Superbes Oiseaux de Feu : Gergiev transpire littéralement cette musique.
Borodina, quant à elle, est hors-catégorie : en cherchant, tu t'en souviens peut-être, un enregistrement de l'air de Salammbô de Bernard Hermann [4] , j'étais tombé sur ce joyau échappé à un opéra inachevé de Moussorgsky. L'aria est magnifique, et elle y est proprement miraculeuse...
2022/01/18 (火) 16:47
Je suis admiratif de l’exquise sensualité et de la beauté des danses – comme celle, surnaturelle, du wayang kulit -,
mais comme les musiques de cour du Rajahstan, enchanteresses sur place, dès le retour à la maison, plus rien. C’est l’ignorance non de la beauté mais de la structure musicale. Un vieux blues à Clarksdale [5] , un flamenco à Jerez, même un groupe de heavy metal polonais – pour donner un exécrable exemple extrême – et je me sens en pays connu…
Que me manque-t-il ?
Gergiev est un chamane. Vassily Petrenko aussi :
2022/01/18 (火) 21:14
Sans doute suis-je moins exigeant que toi, qu'importe le savoir pourvu qu'on ait l'ivresse...
Sur un chemin certes mieux éclairé, l'ivresse, ces deux-là la fournissent à satiété : chaman, chamane...
2022/01/18 (火) 21:34
Non, non, non. Ce qui est sublime c'est ce que l'on voit. La musique, envoûtante certes, m'échappe et – sans les images – ne me séduit guère. Soyons honnêtes : le Freischütz sans images me comble, là je me sens perdu. La beauté est indéniable.

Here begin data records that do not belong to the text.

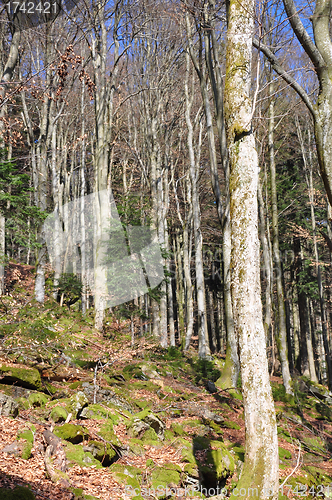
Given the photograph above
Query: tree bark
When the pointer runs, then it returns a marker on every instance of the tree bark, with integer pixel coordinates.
(282, 326)
(261, 456)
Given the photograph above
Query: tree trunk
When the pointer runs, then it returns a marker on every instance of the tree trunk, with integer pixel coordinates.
(203, 340)
(261, 464)
(282, 327)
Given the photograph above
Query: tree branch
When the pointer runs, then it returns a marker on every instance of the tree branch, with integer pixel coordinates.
(285, 75)
(302, 34)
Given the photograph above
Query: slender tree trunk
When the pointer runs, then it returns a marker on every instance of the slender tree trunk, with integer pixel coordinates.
(308, 176)
(261, 464)
(282, 326)
(5, 78)
(203, 346)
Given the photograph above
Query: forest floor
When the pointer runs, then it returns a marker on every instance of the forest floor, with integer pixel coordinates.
(132, 420)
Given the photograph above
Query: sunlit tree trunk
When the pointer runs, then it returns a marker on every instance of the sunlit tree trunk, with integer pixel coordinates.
(282, 327)
(6, 76)
(203, 345)
(308, 167)
(261, 464)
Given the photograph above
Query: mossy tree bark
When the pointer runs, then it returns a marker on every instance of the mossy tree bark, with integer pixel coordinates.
(6, 76)
(261, 458)
(203, 339)
(282, 326)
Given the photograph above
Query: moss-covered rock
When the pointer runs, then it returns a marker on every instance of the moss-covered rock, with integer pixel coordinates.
(178, 429)
(103, 452)
(127, 474)
(19, 493)
(58, 414)
(37, 399)
(77, 456)
(25, 377)
(167, 475)
(76, 403)
(107, 433)
(98, 412)
(72, 433)
(8, 407)
(218, 461)
(136, 446)
(79, 495)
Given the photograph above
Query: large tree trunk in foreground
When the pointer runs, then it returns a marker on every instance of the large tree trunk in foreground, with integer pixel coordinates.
(261, 464)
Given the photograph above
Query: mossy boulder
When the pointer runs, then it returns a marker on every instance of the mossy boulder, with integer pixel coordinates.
(166, 476)
(144, 420)
(77, 456)
(103, 452)
(129, 475)
(218, 463)
(8, 407)
(19, 493)
(58, 414)
(22, 446)
(24, 377)
(79, 495)
(76, 403)
(98, 412)
(107, 433)
(37, 399)
(72, 433)
(136, 446)
(178, 429)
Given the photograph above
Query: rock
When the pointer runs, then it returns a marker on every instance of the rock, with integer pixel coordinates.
(58, 414)
(36, 399)
(149, 372)
(167, 475)
(19, 493)
(26, 377)
(8, 407)
(141, 422)
(72, 433)
(22, 446)
(107, 433)
(75, 454)
(157, 425)
(103, 452)
(220, 462)
(211, 387)
(76, 403)
(14, 448)
(208, 415)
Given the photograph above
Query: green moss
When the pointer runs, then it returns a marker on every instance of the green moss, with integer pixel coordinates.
(178, 429)
(230, 425)
(150, 435)
(239, 452)
(58, 414)
(26, 450)
(36, 399)
(284, 454)
(136, 446)
(77, 456)
(108, 434)
(163, 476)
(76, 384)
(103, 452)
(27, 434)
(25, 377)
(72, 433)
(19, 493)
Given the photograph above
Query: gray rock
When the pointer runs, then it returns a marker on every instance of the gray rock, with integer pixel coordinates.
(138, 427)
(8, 407)
(157, 425)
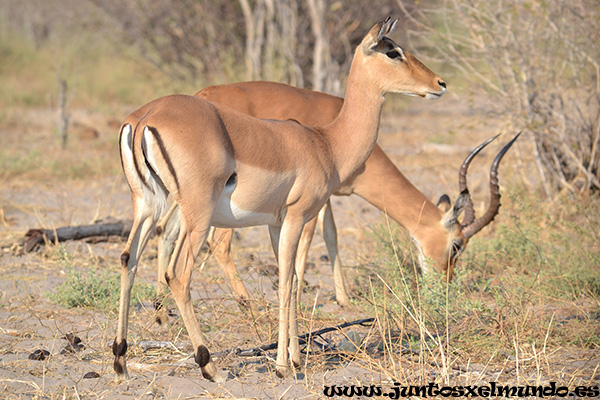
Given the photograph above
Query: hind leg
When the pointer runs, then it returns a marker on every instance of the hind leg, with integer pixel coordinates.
(220, 245)
(178, 277)
(143, 223)
(330, 237)
(168, 232)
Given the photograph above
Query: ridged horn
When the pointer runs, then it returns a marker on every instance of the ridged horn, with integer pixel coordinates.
(494, 206)
(462, 181)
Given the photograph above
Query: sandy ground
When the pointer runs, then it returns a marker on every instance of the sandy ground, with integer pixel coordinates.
(426, 139)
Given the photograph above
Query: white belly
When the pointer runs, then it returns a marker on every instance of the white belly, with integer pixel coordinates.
(229, 215)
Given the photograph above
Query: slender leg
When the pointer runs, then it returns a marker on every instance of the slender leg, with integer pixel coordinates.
(168, 231)
(289, 236)
(330, 236)
(178, 277)
(303, 246)
(143, 223)
(220, 245)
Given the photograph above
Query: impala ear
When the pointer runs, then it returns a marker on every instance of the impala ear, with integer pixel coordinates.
(377, 33)
(444, 203)
(451, 217)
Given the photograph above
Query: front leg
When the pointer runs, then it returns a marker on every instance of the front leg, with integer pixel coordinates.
(330, 237)
(287, 238)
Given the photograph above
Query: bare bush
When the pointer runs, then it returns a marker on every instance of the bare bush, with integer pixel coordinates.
(540, 62)
(302, 42)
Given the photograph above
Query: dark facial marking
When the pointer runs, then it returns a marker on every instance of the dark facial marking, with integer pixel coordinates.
(202, 356)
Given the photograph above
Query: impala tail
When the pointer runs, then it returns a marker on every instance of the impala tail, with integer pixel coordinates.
(139, 160)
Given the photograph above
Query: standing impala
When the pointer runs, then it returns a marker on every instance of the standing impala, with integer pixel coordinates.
(435, 229)
(228, 169)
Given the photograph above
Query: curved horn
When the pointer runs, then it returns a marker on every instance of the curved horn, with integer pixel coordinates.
(494, 206)
(462, 181)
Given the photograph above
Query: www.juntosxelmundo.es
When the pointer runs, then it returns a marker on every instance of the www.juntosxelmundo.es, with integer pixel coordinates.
(398, 391)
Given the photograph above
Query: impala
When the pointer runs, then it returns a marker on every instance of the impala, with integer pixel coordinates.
(227, 169)
(436, 231)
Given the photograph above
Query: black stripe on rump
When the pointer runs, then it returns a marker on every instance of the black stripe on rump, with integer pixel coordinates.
(165, 155)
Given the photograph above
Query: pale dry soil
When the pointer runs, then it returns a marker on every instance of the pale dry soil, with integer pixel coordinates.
(426, 139)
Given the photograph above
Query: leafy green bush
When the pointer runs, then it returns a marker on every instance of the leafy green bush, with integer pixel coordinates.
(99, 290)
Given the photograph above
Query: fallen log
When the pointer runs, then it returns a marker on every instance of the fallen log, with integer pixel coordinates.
(35, 238)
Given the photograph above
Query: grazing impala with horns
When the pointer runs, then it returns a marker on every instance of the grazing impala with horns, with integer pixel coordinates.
(228, 169)
(435, 229)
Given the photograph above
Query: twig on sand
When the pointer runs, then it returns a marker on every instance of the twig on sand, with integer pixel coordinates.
(304, 339)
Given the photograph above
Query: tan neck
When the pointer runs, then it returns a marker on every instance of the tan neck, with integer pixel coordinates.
(384, 186)
(353, 134)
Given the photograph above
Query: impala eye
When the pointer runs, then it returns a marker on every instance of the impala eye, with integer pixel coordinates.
(392, 54)
(456, 249)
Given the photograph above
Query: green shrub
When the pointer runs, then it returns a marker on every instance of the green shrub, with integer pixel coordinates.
(98, 290)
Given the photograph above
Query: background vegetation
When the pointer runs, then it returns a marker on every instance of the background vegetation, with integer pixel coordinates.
(526, 293)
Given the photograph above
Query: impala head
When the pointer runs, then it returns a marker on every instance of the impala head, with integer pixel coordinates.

Borodina... que du trois étoiles à l'alambic.
Mais il faut de tout pour un continent pareil...
2022/01/19 (水) 8:20
Nous sommes en fait d'autant plus d'accord que la musique en l'occurrence (que personnellement j'aime beaucoup pour son caractère envoûtant, sinon carrément hypnotique et planant) n'a pas ici de sens en soi, à peine plus (j'exagère un peu...) que l'accompagnement par les musiciens du geza [6] d'un spectacle de kabuki. Ce qui me comble est l'effet d'ensemble, la sensualité, la perfection technique (musique et danse), l'extrême lenteur qui n'empêche nullement l'affolante synchronisation des gestes et des mouvements, et pour tout dire le fait que je peux rester des heures à m'enivrer sans jamais m'en lasser de tant de beauté : est-il tant de choses hors de la culture qui est la nôtre dont je pourrais dire cela ?
La quatrième à la belote de nos altos du jour a clairement dans son jeu un tout atout.
[1] Le kraton est le Palais du Sultan de Yogyakarta. Des spectacles musicaux et dansés y sont régulièrement donnés par la troupe royale. Cette programmation est largement diffusée sur You Tube, sur la base de retransmissions d'une remarquable qualité technique. [2] Danse rituelle donnée en présence du souverain. [3] François Lachaud évoque ici le wayang kulit, ou théâtre d'ombres javanais. [4] Voir Folies françaises 2021, 2021/11/17 (水) 0:02 . [5] Ville du Mississipi, "birthplace" autoproclamée du blues. [6] Réduit ajouré côté jardin, abritant les instrumentistes qui assurent l'accompagnement musical des spectacles de kabuki.